The images mingle and, apologies, I know we should leave death at the door, but there emerges a dance step by Prince, so brilliantly slutty that he placed more importance on showing his good side to the camera than on concentrating on the superhuman guitar solo he was playing perched on high heels. Nick Cave, alive and well in 2018, succeeds him, standing in the middle of an audience on their knees, literally and figuratively. Antony’s first appearance, with her Johnsons, comes into view, in a Miles Davis silence. Also, the salt and pepper hair of Adam Yauch, a.k.a. MCA, who I bumped into outside the dressing rooms before two fabulous nights with the Beastie Boys. Those same dressing rooms in the Auditorium were where Lemmy, from Motörhead, offered me a whisky, in vain (I don’t drink) and then a ciggy (I don’t smoke) before asking me if I was dynamite in bed. Thanks baby.

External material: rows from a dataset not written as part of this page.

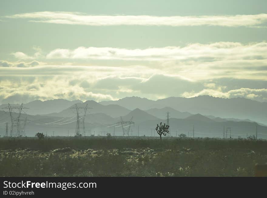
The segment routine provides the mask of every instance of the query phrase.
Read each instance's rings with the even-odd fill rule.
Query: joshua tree
[[[160,125],[158,124],[157,125],[157,127],[156,128],[156,130],[157,134],[160,135],[161,138],[161,135],[163,135],[164,136],[166,136],[167,134],[170,131],[169,131],[169,128],[170,126],[167,125],[165,123],[162,125],[162,122],[161,122]]]
[[[39,138],[39,139],[41,140],[42,139],[43,139],[45,138],[45,135],[44,135],[44,134],[42,133],[37,133],[36,134],[35,134],[35,136],[37,136],[38,138]]]
[[[185,138],[186,137],[186,135],[185,134],[184,134],[183,133],[182,133],[180,134],[179,135],[179,137],[181,138]]]

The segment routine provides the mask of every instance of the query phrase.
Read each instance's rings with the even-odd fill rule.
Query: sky
[[[267,1],[0,2],[0,104],[267,102]]]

Two deaths in a row, sorry again, but 20 years is a long enough time to count a few departed – the festival may be “jazz”, but it’s still rock’n’roll. Like Iggy Pop, for instance, who lost his tooth in 2018 in the middle of the concert.
“As Neil Young sang at the Stravinski in 2001: “Rock’n’roll will never die”. Good festivals neither.”
From one gnasher to another, I see Tom Verlaine, founder of Television and saviour of New York punk, humbly eating in the basement of the Palais des Congrès, at the technicians’ table. For me, it’s not images of glam, swagger and big bucks, galas and rhinestones during my 20 years in Montreux, but moments of real authenticity, like Josh Homme backstage, picking the set list of his concert at the Miles Davis Hall from the four Queens Of The Stone Age albums (we were in 2005) arranged at his feet, a few minutes before going on stage. No formatting, no cheating: the dream. And this one will go on. As Neil Young sang at the Stravinski in 2001, sitting at his harmonium with his back to the crowd: “Rock’n’roll will never die”. Good festivals neither.